I have always had the desire to be a "Natural Mama". I am not exactly sure how most people would define that but i do what my definition is. I wanted to be the mom who exclusively breastfeeds, uses cloth diapers, makes her own baby food, carries her baby in a sling, and provides all the love a nutrition her baby needs.
When i had Phabian i just knew the motherhood would be just like it was in the movies. I would have my baby and then he would instantly latch on to the breast. I would feel this instant bond and we would love each other so deeply that nothing could come between us. I was naive to the fact that nothing about being a mother is easy. Everything is hard and takes time. It doesn't always go exactly as we want it to. Nor is it ever "perfect".
The day i had Phabian i remember the nurses asking me if i wanted to breastfeed. I excitedly told them yes and they handed him over (after he had already been taken away to be cleaned and weighted) and i happily placed him up to the breast. He didn't seem interested but i was persistent. Finally he opened his mouth and i pushed the nipple in. It hurt and then i was told he wasn't latched on right.
Over the next 2 days we tried over and over again. I was becoming angry with the fact that i couldn't get this right. That something about me wasn't right with me and that i couldn't figure this whole "natural" thing out. Finally they brought me a pump and i managed to pump enough for him to drink. I felt better that at least he was getting something. I later found out that the nurse in the Nursery had given him a bottle which made me so angry i could have spit nails.
Once we got home i continued to try and work on our latch and also pumped to make sure he was getting milk. We did this for 6 weeks. In that period Phabian maybe latched on correctly 1 time. I remember it like it was yesterday. It was about 3 in the morning and my husband was working a night shift. I was so tired and i just wanted Phabian to go back to sleep. I laid him beside me in my bed and tried (in my half asleep state) to get the boob in his mouth. He latched on perfectly and nursed for 20 minutes before falling into a milk induced coma. The next morning i awoke excited to try again.
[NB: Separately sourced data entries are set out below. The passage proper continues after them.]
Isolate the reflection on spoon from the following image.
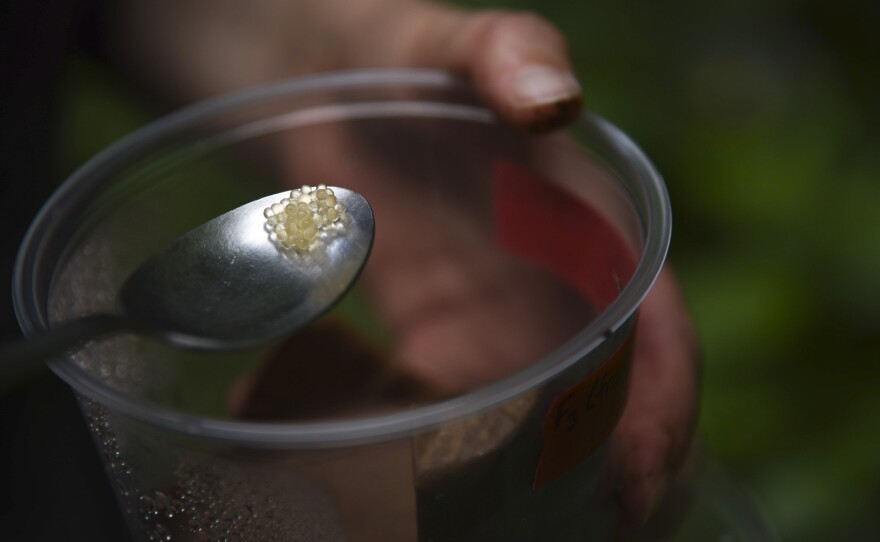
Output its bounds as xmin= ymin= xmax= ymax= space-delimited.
xmin=0 ymin=187 xmax=374 ymax=382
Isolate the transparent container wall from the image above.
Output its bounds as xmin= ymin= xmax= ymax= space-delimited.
xmin=49 ymin=85 xmax=641 ymax=421
xmin=34 ymin=77 xmax=647 ymax=542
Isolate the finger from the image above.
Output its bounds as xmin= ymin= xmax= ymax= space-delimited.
xmin=614 ymin=269 xmax=699 ymax=523
xmin=395 ymin=4 xmax=581 ymax=131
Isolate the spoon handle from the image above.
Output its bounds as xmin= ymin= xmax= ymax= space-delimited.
xmin=0 ymin=314 xmax=130 ymax=393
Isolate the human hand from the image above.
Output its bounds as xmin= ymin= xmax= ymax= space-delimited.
xmin=127 ymin=0 xmax=698 ymax=520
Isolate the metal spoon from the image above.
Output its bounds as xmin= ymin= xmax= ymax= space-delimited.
xmin=0 ymin=187 xmax=374 ymax=384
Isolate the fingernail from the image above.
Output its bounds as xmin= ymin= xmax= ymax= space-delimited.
xmin=510 ymin=64 xmax=581 ymax=106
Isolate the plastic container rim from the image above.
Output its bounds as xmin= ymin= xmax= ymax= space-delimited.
xmin=13 ymin=69 xmax=672 ymax=449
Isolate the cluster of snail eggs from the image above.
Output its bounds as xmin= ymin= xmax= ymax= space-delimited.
xmin=263 ymin=184 xmax=345 ymax=251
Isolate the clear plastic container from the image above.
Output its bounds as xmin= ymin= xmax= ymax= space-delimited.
xmin=14 ymin=71 xmax=670 ymax=542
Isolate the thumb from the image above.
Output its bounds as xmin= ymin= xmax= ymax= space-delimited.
xmin=395 ymin=4 xmax=581 ymax=130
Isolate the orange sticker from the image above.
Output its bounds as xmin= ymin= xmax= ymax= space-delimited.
xmin=533 ymin=334 xmax=635 ymax=487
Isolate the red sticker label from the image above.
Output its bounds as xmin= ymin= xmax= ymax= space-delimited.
xmin=534 ymin=334 xmax=635 ymax=487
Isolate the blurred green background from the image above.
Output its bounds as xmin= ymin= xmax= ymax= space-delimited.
xmin=58 ymin=0 xmax=880 ymax=541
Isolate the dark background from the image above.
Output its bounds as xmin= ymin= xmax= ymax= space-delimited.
xmin=0 ymin=0 xmax=880 ymax=542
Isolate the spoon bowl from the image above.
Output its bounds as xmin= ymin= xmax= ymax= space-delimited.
xmin=0 ymin=187 xmax=374 ymax=382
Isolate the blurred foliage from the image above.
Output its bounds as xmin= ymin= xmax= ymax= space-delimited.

Alas it seemed it was a fluke that could not be duplicated.
That was about week 3 and i could feel that something wasn't right with me. I wasn't feeling right. At times i didn't want to even hold Phabian much less try and feed him. I felt like a cow when i would go into a cold dark room to attach the pump to my breast. More than anything i felt like a failure. Why couldn't i get my baby to latch on? Why couldn't i produce the nutrition he needed? Everyone knows you can't build a bond bottle feeding! These are all things i thought day after day.
I remember the day that it all hit rock bottom. I was holding Phabian in my arms while begging my husband not to go to work. I was in tears screaming for him not to go, not to leave me alone again. As he walked out the door i collapsed on the floor and cried with Phabian in my arms. I cried for a long time. I didn't understand why i as crying or what was going on. I didn't understand why i was having these feelings. It couldn't be PPD (Post Partum Depression) because ever cause of that i had heard about involved the mother wanting to harm her baby and i didn't want to hurt him. When i finally got up off the floor, i fed him a bottle of breast milk, changed his diaper, and we both laid down for a nap.
It wasn't until later when i stopped pumping, when i stopped pressuring myself to be perfect, when i realized that sometimes things just don't go the way we want them to, i realized that i was suffering PPD. I understood that i needed to ask for help. And so i did. I told my best friend and my husband. I needed a break. I needed a night of rest. I needed to stop pumping and stop pressuring myself. I needed to be happy.
It was a long journey and a hard one. I learned a lot of lessons and realized that nothing, not even motherhood. is ever going to be perfect. I am an ok mama. I love my kids. I provide them nutrition. I give them shelter. I give them love. It may not be from my breast, it may not be from other more "natural" ways, but what does natural mean anyways.
There is nothing more natural and organic than a mothers love!